Publié le 9 juillet 2019 à 21h34 - Dernière mise à jour le 29 octobre 2022 à 12h00
Le 20 juin dernier au Théâtre de l’œuvre, à l’initiative du Conseil citoyen de Marseille 1/6, le rapport de synthèse du collège d’experts missionnés par l’État dans le cadre des effondrements de la rue d’Aubagne, ainsi que la Charte du relogement, adoptée le 17 juin dernier au Conseil Municipal, ont été présentés au public.

«Des obligations pour la Ville et l’État »
Une Charte dont la réalisation a su fédérer, ça c’est un premier constat. Puisqu’ils ont été nombreux, les collectifs et associations à participer aux négociations menant à sa formalisation. Un préalable à son adoption, lors du conseil municipal du 17 juin dernier.
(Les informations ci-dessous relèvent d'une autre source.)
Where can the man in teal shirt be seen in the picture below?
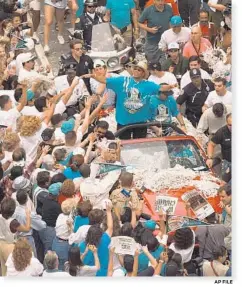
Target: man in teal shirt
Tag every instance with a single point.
(119, 14)
(133, 95)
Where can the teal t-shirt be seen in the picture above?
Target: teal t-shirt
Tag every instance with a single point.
(165, 108)
(120, 12)
(132, 99)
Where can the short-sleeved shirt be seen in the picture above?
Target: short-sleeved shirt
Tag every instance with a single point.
(103, 254)
(156, 18)
(224, 137)
(120, 12)
(133, 99)
(167, 108)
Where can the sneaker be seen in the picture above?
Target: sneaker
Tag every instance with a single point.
(35, 37)
(46, 49)
(61, 39)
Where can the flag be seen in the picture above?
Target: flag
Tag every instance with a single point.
(174, 222)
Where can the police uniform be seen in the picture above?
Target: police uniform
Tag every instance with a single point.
(66, 61)
(85, 24)
(195, 98)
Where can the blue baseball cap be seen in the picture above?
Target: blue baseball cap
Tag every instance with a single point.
(30, 95)
(68, 126)
(150, 224)
(54, 188)
(176, 21)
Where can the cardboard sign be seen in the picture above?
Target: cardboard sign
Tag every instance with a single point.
(166, 203)
(124, 245)
(199, 204)
(175, 222)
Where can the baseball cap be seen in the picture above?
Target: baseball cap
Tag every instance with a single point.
(195, 73)
(98, 63)
(68, 126)
(173, 45)
(26, 57)
(54, 188)
(20, 183)
(176, 21)
(57, 118)
(47, 134)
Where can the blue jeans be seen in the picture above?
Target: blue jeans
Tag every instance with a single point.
(47, 236)
(61, 247)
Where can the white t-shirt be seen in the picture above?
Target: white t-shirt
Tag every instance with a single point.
(9, 118)
(169, 79)
(30, 144)
(169, 37)
(35, 268)
(61, 84)
(214, 98)
(186, 79)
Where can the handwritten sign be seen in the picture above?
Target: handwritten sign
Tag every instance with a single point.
(124, 245)
(166, 203)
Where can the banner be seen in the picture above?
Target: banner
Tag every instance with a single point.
(199, 204)
(175, 222)
(124, 245)
(166, 203)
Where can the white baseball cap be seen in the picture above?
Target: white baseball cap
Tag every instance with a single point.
(99, 63)
(173, 45)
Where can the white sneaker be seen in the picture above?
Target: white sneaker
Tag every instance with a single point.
(46, 49)
(35, 37)
(61, 39)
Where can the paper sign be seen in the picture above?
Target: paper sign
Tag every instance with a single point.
(175, 222)
(199, 204)
(124, 245)
(166, 203)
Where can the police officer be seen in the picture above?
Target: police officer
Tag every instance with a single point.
(87, 20)
(195, 95)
Parmi ces derniers, «le Collectif du 5 novembre, Noailles en colère, le Conseil citoyen 6, Un centre ville pour tous, l’association Marseille en colère, Emmaüs Pointe rouge, l’assemblée des délogés, la Fondation Abbé Pierre, les Compagnons bâtisseurs Provence, l’Ampil, (Action Méditerranéenne Pour l’Insertion sociale par le Logement, ndlr), Destination Famille et la Ligue des droits de l’homme Marseille», détaille Emmanuel Patris. En termes de contenu, la Charte «offre de nombreuses garanties que l’on espère voir appliquées, avec un certain nombre d’obligations auprès de la Ville et de l’État». Toutefois, le travail de ces onze organismes ne s’arrête pas à la finalisation du texte. «On reste très vigilant, on ne donne aucun mandat de confiance aux collectivités». Car l’important, pour la suite, c’est de bien s’assurer que cette charte soit opérante et suivie d’effets. Et pour ce faire, les collectifs sur le terrain demeureront attentifs aux retours des délogés… Délogés qui ont déjà nettement contribué à la rédaction de cette charte, en pointant du doigt de nombreux dysfonctionnements dans la prise en charge, ainsi que dans le dispositif mis en place par les pouvoirs publics.Retrouver les mêmes avantages que dans son logement d’origine
Toujours sur le contenu, le texte apporte des réponses, quel que soit le moment du processus du relogement, en partant de l’étape souvent traumatisante de l’évacuation. A la genèse justement, il impose notamment, en cas d’absence d’arrêté de péril, d’«avoir a minima une attestation d’évacuation qui permette d’avoir dans les 24 heures un document pour offrir d’emblée un statut à ces délogés». Munis de cette attestation, ils pourront ainsi être pris en charge de façon plus fluide. La charte insiste aussi sur «le respect d’un droit au logement décent et adapté. On souhaite que l’hôtel soit un moment très court et que l’on bascule très rapidement vers un logement temporaire adapté». L’idée, on la comprend : retrouver une vie normale, se faire à manger, laver son linge, ce qui n’est forcément pas possible dans un hôtel. Mais aussi, rester proche géographiquement de l’école des enfants, du travail des adultes… «En gros qu’on retrouve les mêmes avantages qu’on connaissait dans son logement d’origine». Et même chose bien sûr pour le toit définitif, lorsque les délogés ne peuvent pas réintégrer celui d’origine. A ceci près qu’il faudra aussi, outre l’aspect géographique, y ajouter la composante budgétaire. Puisque la Charte prévoit que les familles relogées «soient réintégrées dans des logements qui ne bouleversent pas leur économie et leur niveau de loyer. Ainsi quand on connaît les niveaux de loyer que les ménages pratiquaient dans leur logement d’origine, on sait qu’il faudra créer du logement social et très social, du PLAI (Prêt Locatif Aidé d’Intégration NDLR) notamment». Une Charte qui met par ailleurs en avant une volonté de transparence de l’information, afin que les personnes aient accès à l’ensemble des données en présence, rapports d’expertise, arrêtés de péril, correspondances… Elle n’oublie pas non plus les propriétaires occupants, dont certains ont fait l’objet d’évacuations préventives et pour lesquelles des garanties ont également été formulées. Pour l’heure téléchargeable sur le site du Collectif du 5 novembre, la charte ne devrait pas changer dans les termes, même si «la signature pour avoir un document complètement définitif est attendue».![]() |
La municipalité contrainte par la charte ?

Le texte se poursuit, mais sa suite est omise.